Andreas Rüttenauer
Kulturbeutel
: Das Emirat Katar und die hohe Kunst des Kaufens

Als die halbe Fifa gerade in Katar weilte, weil da die Gruppenauslosung für die WM im kommenden Winter zelebriert wurde, stand Volker-Johannes Trieb auf dem Parkplatz vor der Zentrale des Fußballkonzerns in Zürich. Der Aktionskünstler aus Osnabrück hatte 6.500 mit Sand gefüllte Stofffußbälle auf den Asphalt drapiert. „Weltgewissen, du bist ein Fleck der Schande“ stand darauf geschrieben. Es war der Text zu dem Requiem für die 6.500 Bauarbeiter, die der Berichterstattung des Guardian zufolge an Baustellen für die WM im Wüstenemirat ums Leben gekommen sind, das da aufgeführt worden ist. Viel Sympathie hat Trieb auch deshalb für seine Aktion geerntet, weil es auch Leute aus der Fanszene des VfL Osnabrück gewesen sind, die die Säcke mit Sand befüllt hatten.
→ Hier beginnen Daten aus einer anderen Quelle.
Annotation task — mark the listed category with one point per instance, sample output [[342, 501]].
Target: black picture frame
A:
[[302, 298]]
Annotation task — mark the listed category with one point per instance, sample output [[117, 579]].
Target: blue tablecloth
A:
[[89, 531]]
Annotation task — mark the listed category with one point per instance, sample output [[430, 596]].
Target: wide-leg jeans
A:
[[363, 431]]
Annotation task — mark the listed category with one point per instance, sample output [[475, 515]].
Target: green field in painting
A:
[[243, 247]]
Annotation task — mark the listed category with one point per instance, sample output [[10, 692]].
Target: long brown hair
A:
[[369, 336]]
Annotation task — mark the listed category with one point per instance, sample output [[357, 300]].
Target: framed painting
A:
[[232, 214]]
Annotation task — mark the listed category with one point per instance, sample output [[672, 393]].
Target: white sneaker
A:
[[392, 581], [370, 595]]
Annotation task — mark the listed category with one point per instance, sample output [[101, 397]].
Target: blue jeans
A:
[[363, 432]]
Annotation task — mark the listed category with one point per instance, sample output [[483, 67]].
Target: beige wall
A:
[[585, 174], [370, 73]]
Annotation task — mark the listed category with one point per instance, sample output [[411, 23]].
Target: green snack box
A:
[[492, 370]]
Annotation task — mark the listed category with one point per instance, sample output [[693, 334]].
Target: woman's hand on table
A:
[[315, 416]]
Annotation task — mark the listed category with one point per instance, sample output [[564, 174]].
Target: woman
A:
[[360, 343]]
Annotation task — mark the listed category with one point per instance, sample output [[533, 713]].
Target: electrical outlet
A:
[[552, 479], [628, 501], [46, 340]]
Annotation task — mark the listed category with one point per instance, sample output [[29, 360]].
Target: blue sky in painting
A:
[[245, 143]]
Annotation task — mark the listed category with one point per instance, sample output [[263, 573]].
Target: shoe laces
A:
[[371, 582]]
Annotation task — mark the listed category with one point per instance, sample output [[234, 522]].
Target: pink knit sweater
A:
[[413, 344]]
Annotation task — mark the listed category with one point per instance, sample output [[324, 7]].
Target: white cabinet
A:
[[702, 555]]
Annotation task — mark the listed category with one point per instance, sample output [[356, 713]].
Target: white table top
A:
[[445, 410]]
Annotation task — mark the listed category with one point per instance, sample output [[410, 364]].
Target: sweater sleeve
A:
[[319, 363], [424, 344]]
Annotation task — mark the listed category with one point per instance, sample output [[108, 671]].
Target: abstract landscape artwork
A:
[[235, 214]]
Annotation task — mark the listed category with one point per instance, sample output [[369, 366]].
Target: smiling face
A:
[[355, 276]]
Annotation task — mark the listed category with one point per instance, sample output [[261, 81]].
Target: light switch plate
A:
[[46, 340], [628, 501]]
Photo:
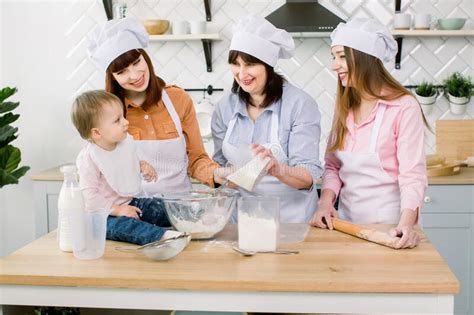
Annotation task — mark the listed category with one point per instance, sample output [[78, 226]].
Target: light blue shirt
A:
[[299, 130]]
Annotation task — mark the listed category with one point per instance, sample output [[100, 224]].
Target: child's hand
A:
[[126, 211], [148, 172]]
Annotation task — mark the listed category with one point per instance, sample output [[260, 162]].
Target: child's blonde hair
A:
[[87, 108]]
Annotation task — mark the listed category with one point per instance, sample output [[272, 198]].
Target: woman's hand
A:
[[148, 172], [221, 173], [273, 168], [322, 216], [126, 211], [408, 236]]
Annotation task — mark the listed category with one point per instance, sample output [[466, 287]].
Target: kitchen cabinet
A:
[[448, 221], [47, 185]]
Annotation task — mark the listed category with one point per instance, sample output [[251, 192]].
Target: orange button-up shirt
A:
[[156, 124]]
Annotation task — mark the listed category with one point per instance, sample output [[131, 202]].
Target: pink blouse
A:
[[96, 191], [400, 146]]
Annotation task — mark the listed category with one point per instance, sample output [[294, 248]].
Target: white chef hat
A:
[[366, 35], [108, 41], [255, 36]]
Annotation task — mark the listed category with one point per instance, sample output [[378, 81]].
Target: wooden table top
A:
[[329, 261]]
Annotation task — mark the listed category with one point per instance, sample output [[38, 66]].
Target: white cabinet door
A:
[[448, 221], [451, 234]]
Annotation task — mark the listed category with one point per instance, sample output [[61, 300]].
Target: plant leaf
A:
[[6, 132], [6, 93], [8, 106], [8, 119], [10, 157]]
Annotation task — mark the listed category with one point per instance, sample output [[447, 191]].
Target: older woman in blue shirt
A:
[[267, 115]]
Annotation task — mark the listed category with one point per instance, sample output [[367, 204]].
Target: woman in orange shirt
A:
[[162, 118]]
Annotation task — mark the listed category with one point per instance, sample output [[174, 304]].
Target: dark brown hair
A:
[[155, 86], [273, 87], [366, 77]]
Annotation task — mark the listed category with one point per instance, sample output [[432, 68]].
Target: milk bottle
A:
[[70, 201]]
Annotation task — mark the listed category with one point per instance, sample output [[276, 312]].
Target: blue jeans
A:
[[146, 230]]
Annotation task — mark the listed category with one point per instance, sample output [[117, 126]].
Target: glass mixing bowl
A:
[[203, 214]]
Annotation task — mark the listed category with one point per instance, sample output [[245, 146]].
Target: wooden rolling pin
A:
[[382, 238]]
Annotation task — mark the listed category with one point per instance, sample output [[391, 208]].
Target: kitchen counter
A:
[[334, 272]]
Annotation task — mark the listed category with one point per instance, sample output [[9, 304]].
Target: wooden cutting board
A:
[[455, 139]]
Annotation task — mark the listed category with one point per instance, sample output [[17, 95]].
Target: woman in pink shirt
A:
[[375, 159]]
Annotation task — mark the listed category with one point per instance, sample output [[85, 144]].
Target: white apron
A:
[[168, 157], [296, 206], [121, 167], [368, 195]]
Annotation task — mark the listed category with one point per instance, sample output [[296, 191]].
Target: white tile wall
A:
[[182, 63]]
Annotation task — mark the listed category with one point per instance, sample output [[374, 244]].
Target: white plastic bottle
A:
[[70, 200]]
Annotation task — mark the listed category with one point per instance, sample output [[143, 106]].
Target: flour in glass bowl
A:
[[257, 234], [209, 224]]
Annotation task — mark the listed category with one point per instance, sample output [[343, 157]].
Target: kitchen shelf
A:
[[310, 34], [432, 33], [418, 33], [399, 34], [206, 40], [184, 37]]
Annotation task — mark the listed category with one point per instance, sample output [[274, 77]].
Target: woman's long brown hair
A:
[[155, 86], [366, 77]]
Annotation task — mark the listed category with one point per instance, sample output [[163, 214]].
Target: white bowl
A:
[[201, 214]]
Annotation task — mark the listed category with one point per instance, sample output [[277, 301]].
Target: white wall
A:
[[44, 55], [33, 59]]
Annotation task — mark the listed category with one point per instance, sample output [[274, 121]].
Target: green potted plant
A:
[[458, 89], [426, 94], [10, 156]]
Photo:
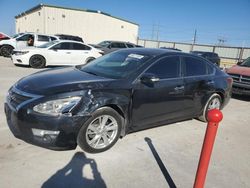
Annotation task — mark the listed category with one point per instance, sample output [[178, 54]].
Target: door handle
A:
[[178, 88], [210, 82]]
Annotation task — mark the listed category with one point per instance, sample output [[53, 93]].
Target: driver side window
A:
[[24, 37], [168, 67]]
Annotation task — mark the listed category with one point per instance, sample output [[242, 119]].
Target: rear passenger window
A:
[[194, 66], [62, 46], [130, 45], [53, 38], [77, 46], [43, 38], [168, 67], [118, 45]]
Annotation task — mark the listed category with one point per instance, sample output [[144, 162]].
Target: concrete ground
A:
[[169, 160]]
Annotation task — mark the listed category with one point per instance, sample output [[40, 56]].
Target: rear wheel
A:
[[214, 102], [6, 50], [101, 131], [37, 61], [89, 60]]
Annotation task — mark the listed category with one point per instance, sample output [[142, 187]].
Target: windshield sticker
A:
[[137, 56]]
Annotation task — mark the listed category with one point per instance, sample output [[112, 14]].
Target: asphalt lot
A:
[[132, 161]]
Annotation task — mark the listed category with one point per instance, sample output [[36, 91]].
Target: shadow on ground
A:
[[241, 97], [160, 163], [71, 176]]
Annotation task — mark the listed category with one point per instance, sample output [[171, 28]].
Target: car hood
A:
[[239, 70], [60, 80]]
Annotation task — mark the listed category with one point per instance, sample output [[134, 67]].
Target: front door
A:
[[162, 99]]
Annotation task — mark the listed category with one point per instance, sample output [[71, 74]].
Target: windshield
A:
[[104, 43], [116, 65], [48, 44], [246, 63]]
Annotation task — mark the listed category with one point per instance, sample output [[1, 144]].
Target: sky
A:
[[165, 20]]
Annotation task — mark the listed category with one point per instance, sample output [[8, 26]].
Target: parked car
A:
[[22, 41], [4, 36], [69, 37], [59, 52], [168, 48], [110, 46], [211, 56], [121, 92], [241, 77]]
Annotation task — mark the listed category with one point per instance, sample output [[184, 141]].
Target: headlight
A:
[[56, 107], [20, 52]]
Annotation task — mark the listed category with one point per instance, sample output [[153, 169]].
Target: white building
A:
[[93, 26]]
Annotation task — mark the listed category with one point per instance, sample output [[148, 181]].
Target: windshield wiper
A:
[[89, 72]]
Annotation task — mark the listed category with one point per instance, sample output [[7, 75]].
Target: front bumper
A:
[[241, 89], [21, 123]]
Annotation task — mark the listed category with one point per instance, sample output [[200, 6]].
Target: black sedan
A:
[[128, 90]]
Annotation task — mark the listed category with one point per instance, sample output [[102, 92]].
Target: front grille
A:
[[15, 99], [240, 78]]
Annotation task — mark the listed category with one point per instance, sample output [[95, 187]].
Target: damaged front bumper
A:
[[57, 133]]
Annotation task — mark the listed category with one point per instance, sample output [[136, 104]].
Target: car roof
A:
[[203, 52], [71, 41], [33, 33], [117, 41], [152, 51]]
So eindrucksvoll die Kunstaktion auch war, in Katar wird man ihr keine besondere Bedeutung zumessen. Dabei gibt sich das Herrscherhaus des Emirats sonst gerne überaus kunstbeflissen. Und auch wenn Katars Kunsthändler nicht müde werden, allüberall auf der Welt die kostbarsten Kunstschätze einzukaufen, werden sie wohl die Finger lassen von der Trieb’schen Aktionskunst. Ein echter Trieb wäre ihnen wohl nicht allzu viel wert. Weit weniger in jedem Fall als jene 300 Millionen Euro, die angeblich aus Katar vor sieben Jahren für den Kauf eines Gemäldes von Paul Gauguin geflossen sein sollen.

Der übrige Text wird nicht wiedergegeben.